Regents will meet Monday to select the next U president. Also in the running are Laura Bloomberg, president of Cleveland State University and a former dean of the U's Humphrey School of Public Affairs; and James Holloway, provost and executive vice president for academic affairs at the University of New Mexico.

The University of Minnesota president oversees a system that enrolls about 68,000 students and employs more than 27,000 people. The next president will take over at a time when the U is trying to reverse declining enrollment at some locations, convince lawmakers to provide more funding, and figure out how to best navigate cultural conflicts.

The University of Michigan enrolls more than 65,000 students. As its vice president for research and innovation, Cunningham oversees a unit that stretches across three campuses and a health system, employs more than 13,000 research staff and faculty, and reports about $1.8 billion in research expenditures.

During the hour-long forum, Cunningham fielded questions about how she views the liberal arts and what she believes a university's role is in protecting academic freedom.

"Research is not in competition with our educational mission.

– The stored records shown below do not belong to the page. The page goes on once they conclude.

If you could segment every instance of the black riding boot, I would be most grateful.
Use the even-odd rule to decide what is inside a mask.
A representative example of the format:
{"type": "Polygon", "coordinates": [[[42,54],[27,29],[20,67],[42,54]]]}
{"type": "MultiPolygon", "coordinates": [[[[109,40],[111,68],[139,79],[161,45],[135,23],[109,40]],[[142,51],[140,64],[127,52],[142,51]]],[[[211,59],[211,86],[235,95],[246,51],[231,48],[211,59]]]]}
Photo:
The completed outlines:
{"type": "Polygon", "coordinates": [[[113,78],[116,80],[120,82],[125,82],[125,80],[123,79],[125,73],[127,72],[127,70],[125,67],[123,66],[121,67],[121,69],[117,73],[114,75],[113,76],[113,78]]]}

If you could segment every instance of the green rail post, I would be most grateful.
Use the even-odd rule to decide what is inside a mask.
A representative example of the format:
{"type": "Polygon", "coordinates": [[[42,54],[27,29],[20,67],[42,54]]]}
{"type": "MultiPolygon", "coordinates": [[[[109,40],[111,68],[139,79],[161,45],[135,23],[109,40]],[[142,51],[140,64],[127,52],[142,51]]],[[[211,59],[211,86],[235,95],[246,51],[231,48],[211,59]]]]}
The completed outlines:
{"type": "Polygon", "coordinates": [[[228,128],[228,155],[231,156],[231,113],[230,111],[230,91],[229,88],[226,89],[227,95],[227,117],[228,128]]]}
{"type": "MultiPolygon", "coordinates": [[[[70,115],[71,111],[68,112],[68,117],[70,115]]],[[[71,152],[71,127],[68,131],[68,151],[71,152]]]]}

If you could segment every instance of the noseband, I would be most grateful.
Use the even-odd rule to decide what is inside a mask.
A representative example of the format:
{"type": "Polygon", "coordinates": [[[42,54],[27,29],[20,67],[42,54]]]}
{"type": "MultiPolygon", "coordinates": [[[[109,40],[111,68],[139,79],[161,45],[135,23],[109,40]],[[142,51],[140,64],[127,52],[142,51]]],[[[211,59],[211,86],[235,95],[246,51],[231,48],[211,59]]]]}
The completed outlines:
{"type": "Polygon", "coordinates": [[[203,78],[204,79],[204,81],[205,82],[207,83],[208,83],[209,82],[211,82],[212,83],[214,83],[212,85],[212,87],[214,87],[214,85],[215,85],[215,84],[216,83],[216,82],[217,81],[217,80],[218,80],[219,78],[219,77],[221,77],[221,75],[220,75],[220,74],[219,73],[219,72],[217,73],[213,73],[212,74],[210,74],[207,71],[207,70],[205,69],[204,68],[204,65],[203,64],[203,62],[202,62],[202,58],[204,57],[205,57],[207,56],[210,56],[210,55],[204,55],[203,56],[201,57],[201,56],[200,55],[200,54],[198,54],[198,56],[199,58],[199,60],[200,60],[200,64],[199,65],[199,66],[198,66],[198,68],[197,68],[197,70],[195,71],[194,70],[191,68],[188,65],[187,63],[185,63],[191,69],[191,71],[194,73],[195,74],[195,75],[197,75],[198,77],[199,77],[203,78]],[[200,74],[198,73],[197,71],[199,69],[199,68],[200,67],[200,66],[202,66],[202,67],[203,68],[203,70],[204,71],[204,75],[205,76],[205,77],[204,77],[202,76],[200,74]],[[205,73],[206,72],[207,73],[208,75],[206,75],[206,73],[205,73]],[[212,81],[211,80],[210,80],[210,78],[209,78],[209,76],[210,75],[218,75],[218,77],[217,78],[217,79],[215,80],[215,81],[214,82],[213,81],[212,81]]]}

It is deeply linked," she said, adding that while working in Michigan she fund-raised to help provide paid research experiences for students and intentionally reached out to people working in literature, arts and music to talk about how grants could better support them.

She said a university should protect free speech — especially when it's difficult — while acknowledging that protected speech can feel hurtful. She compared it to a scenario she saw in emergency rooms, when two people would come in injured from a fight. Someone started it, someone finished it and "it's complicated."

"My role, as a physician, is not to figure out that conflict but to look at the two human beings that are in front of me and to figure out how I'm going to take care of both of them so they can live long, optimal lives and to do that with deep compassion," she said.